Kitabın hedef kitlesi: Değirmen adlı hikâye kitabının hedef kitlesi; bütün insanlık diyebilirim rahatlıkla. Çünkü herhangi bir yerde Sabahattin Ali varsa orada hayatın dramını, eleştirisini her insanın da tattığı estetikle en derinden bulabilirsiniz.Derdiniz mi var? Biraz daha dert dinlemek isterseniz ve derdinizin aslında dert olmadığını da öğrenmek isterseniz, buyurun Sabahattin Ali sizi bekliyor…

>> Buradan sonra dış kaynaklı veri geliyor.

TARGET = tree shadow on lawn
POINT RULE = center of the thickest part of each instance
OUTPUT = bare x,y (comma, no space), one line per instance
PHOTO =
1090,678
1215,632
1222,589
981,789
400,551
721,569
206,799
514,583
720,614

Kitapta kullanılan dil: Cumhuriyet döneminin en önemli yazarlarından olan Sabahattin Ali’nin ne kadar büyük bir yazar olduğunu, daha önce duymadığım, kullanmadığım kelimeleri yüzüme çarptığı anda anladım. Kitapta bilmediğiniz kelimelerin altta tanımı olacağı için endişelenmenizi gerektirecek pek bir durum olduğunu düşünmüyorum. Tabi ki de bu, kelime darağacınızla yüzde yüz ilişkili. Mesela ben biraz cahil kaldığım için, bazı kelimeleri okurken internetten sözlüğe de bakarak cahilliğimi bir nebze de olsa bastırmaya çalıştım. Ama mesele, tabi ki de süslü kelimeleri kullanıp anlamsızlığa yol açmak değil; aksine o konunun bütünlüğüne yakışacak kelimelerinin serpiştirilmesidir. Bu mesele de Sabahattin Ali’nin meselesi olduğu için bize sadece kullanılan dile bakıp hayran olmak ve alkışlamak düşüyor. Bu sebepten bahisle her ne kadar bilmediğiniz kelimeleri görseniz de bu hikâyenin anlamını değiştirecek kadar yoğun bir durum oluşturmuyor.
Kitap Dış Kapak Tasarımı: Kitap dış kapak tasarımına gelecek olursam; değirmen resminin kitap kapağında yerini alması, arka sayfa da ise kitabın çok kısa bir anlatım ile okuyucuya sunulması keyif verici diyebilirim. Tabi ki karbon kitaplar yayınevinin çıkardığı cep boy kitabı ile daha şık olduğunu ve her yerde okuyabilmeniz hususunda gayet elverişli bir kitap oluşturulduğunu söyleyebilirim.